Theories $T,U$ with $T <_{\text{Con}}U$, but $U \nvdash \operatorname{Con}{T}$

Question

Given theories $T,U$ extending $\textsf{ZFC}$, Steel (p3) defines the consistency strength hierarchy as follows: $T \leqslant_{\text{Con}} U$ iff $\textsf{ZFC} \vdash \operatorname{Con}{U} \to \operatorname{Con}{T}$, where we get strict inequality iff we also have $\textsf{ZFC}\nvdash \operatorname{Con}{T} \to \operatorname{Con}{U}$.

Hamkins (p3) notes that we may give as a sufficient condition for strict inequality that $U \vdash \operatorname{Con}{T}$, also noting (p4) that this is how Simpson (p2) defines his consistency strength relation outright. However these hierarchies are not the same, since (Hamkins p4), for example, the latter order is not dense on extensions of the base theory.
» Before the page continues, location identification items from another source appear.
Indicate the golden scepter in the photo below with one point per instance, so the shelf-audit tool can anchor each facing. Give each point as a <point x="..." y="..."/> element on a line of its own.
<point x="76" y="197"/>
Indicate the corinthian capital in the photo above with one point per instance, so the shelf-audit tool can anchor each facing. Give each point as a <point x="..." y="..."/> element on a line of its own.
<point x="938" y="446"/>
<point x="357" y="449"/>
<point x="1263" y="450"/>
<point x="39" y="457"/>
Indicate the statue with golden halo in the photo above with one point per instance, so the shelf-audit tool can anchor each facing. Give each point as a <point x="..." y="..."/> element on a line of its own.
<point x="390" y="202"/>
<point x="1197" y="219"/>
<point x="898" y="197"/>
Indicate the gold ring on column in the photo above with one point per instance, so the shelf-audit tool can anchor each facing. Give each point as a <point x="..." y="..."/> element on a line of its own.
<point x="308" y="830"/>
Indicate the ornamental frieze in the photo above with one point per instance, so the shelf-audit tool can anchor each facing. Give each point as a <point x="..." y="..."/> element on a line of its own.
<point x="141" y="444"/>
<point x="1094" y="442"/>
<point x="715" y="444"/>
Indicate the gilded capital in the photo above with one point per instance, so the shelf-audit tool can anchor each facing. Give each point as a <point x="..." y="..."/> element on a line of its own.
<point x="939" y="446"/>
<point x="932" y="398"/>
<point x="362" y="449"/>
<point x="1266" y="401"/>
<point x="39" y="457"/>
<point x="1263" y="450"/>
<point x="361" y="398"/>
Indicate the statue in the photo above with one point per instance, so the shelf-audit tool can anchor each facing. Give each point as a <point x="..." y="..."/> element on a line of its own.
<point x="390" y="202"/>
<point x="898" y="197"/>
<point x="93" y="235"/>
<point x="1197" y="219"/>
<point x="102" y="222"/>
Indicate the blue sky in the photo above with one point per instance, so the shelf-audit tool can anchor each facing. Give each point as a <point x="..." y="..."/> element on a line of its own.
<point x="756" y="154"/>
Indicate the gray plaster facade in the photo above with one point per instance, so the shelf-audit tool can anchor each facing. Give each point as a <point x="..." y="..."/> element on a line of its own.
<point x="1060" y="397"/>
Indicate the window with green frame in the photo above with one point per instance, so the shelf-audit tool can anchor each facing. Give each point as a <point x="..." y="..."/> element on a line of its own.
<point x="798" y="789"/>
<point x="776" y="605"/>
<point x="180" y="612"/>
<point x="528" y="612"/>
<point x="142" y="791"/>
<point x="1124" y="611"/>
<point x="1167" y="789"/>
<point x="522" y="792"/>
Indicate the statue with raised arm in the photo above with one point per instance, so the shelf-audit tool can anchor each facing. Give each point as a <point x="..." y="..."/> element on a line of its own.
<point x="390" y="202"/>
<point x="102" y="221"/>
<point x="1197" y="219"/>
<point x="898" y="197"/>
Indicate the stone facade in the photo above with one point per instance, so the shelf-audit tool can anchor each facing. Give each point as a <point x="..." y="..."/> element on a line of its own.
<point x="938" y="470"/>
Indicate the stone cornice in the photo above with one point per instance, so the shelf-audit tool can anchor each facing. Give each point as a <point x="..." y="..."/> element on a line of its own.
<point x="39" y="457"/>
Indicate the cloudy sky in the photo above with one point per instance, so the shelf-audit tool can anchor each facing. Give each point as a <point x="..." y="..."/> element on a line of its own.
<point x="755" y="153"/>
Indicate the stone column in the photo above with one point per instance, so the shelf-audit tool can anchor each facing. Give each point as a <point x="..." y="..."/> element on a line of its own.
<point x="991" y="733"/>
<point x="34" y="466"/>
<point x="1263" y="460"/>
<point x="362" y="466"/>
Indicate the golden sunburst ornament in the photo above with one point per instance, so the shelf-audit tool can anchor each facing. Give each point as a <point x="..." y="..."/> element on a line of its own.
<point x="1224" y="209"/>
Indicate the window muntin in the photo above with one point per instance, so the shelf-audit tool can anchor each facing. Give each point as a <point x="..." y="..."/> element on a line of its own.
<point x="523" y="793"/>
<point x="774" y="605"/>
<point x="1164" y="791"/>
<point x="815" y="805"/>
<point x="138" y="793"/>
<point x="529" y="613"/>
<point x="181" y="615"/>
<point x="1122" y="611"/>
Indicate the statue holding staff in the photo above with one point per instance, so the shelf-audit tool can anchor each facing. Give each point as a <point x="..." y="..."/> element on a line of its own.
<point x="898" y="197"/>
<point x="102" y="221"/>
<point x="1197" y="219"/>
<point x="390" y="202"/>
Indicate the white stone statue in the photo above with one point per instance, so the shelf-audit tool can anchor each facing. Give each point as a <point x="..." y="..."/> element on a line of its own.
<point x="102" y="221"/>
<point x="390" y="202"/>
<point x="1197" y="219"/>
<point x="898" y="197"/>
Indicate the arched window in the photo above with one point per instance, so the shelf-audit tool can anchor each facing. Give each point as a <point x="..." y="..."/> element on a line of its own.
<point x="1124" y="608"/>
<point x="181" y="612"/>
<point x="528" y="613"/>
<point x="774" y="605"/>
Following from the above, I've been looking for a pair of theories $T,U$ such that we have $T <_{\text{Con}} U$, but $U \nvdash \operatorname{Con}{T}$. More fully, the three conditions I require to be met are:

1. $\textsf{ZFC}\vdash \operatorname{Con}{U} \to \operatorname{Con}{T}$,
2. $\textsf{ZFC}\nvdash \operatorname{Con}{T} \to \operatorname{Con}{U}$,
3. $U \nvdash \operatorname{Con}{T}$.

It seems like theories witnessing the density of Steel's $\leqslant_{\text{Con}}$ over Simpson's would provide the required counter-example, but I'm not aware of these. A related question from math.SE (with no answer) is here.

Answer 1

For future reference, Andreas' suggestion does work. Take $\mathsf{ZFC} <_{\text{Con}} \mathsf{ZFC} + \operatorname{Con}{(\mathsf{ZFC})}$ and following Theorem 4 of here let $$S = (\mathsf{ZFC} + \operatorname{Con}{(\mathsf{ZFC})}) \vee (\mathsf{ZFC} + \mathrm{R})$$ where $\mathrm{R}$ is the Rosser sentence of the theory $\mathsf{ZFC} + \operatorname{Con}{(\mathsf{ZFC})} + \neg \operatorname{Con}{(\mathsf{ZFC} + \operatorname{Con}(\mathsf{ZFC}))}$. This is the theory with axioms of the form $\varphi \vee (\psi \wedge \mathrm{R})$, where $\varphi \in \mathsf{ZFC} + \operatorname{Con}{(\mathsf{ZFC})}$, $\psi \in \mathsf{ZFC}$.

Hamkins (among other things) shows that for such a theory we will have $$\mathsf{ZFC} <_{\text{Con}} S <_{\text{Con}} \mathsf{ZFC} + \operatorname{Con}{(\mathsf{ZFC})}.$$

We will also have $S \nvdash \operatorname{Con}{(\mathsf{ZFC})}$: suppose for contradiction that $S \vdash \operatorname{Con}{(\mathsf{ZFC})}$, then since by construction we have $S \vdash \mathsf{ZFC}$, and thus $$S \vdash \mathsf{ZFC} + \operatorname{Con}{(\mathsf{ZFC})}.$$ Thus any proof of a contradiction from $\mathsf{ZFC} + \operatorname{Con}{(\mathsf{ZFC})}$ would also constitute a proof of a contradiction from $S$, thus $S$ must have at least the consistency strength of $\mathsf{ZFC} + \operatorname{Con}{(\mathsf{ZFC})}$, which contradicts the above.